Mom moves a step to her left opening up my line of sight.  The first thing that I think of is the way that his mouth felt on my flesh  last weekend so of course I’m staring at his lips and it’s like the dormant embers under my skin have been rekindled and are beginning to burn.  I’m betting that a warm, red flush is creeping up from my neck.  Alex lifts his gaze from my mother and when his eyes land on me, his head snaps up.  I watch his as he takes in my bare legs and loose hair and I’m suddenly very glad that I settled on the dress.  His open-mouthed expression sends a tingling sensation through my veins. 

            Mom is smiling widely.  Almost to the point of looking ridiculous and although I’d been hoping to avoid the thousand and one questions that will likely accompany this situation, I can tell by her face that she won’t be appeased so easily.  The look she gives me as she opens the front door for us clearly says: “And
we’ll
talk later.”  

            After the step-down from the porch the front path widens with room enough for two people to walk side-by-side.  Alex keeps pace with me and opens my car door.  I try to think if Dustin ever opened the door for me.  I can’t remember.  Images from our first few dates pass through my head but I realize that I shouldn’t be thinking about one boy when I’m on a date with another.  A
date. 
With Alex Faber.

Ack! 

Nervously looking forward, I wait for Alex to round the car to the driver side and slip into his seat.  He turns the ignition and backs out of the driveway, making a northbound turn out of my neighborhood.  I’m so full of electricity right now that I think I could power a small appliance.  I wonder if Alex feels it too. 

Cautiously, I cut a glance to my left and catch him looking back at me.  We both smile shyly. 

            “So…” he says biting on his lip.

            “So…”  I answer biting my own lip.

             We laugh.  It’s timorous but softens the tense line between us and we begin again—hesitantly, but better this time. 
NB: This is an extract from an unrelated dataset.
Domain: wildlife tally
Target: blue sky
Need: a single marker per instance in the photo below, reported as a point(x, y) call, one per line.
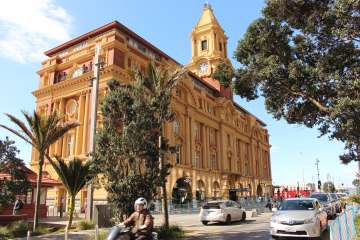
point(28, 28)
By the time Alex parks the car and we are walking in the direction of the movie theater, we have fallen into something resembling a comfortable banter.  As we round the corner his elbow touches my arm and I wonder what it would feel like to hold his hand but I quickly quash that idea.  I am not going to be the one who makes a move tonight.  At least that much I’m certain of.

We step, carefully avoiding the shallow rain puddles that mottle the sidewalk.  It rained earlier and the familiar musky aroma of freshly washed world whorls around us. 

I look at Alex in profile.  He’s fallen quiet and I can’t help but wonder what he’s thinking about.  I don’t have to wait in suspense for long.

            “You didn’t tell your mom that I was coming to pick you up,” he says matter-of-factly.

            I wasn’t expecting him to bring up my mother and I’m momentarily thrown.  “No, I didn’t.”

            “Why not?”

            There’s something in Alex’s voice that forces me to stop walking and look at him. 

He is nibbling on his lip and I wonder if he is worried that I was embarrassed to be going out with him.  Nothing could be more ridiculous and I want to reassure him.  I place one hand on his forearm and he turns to me.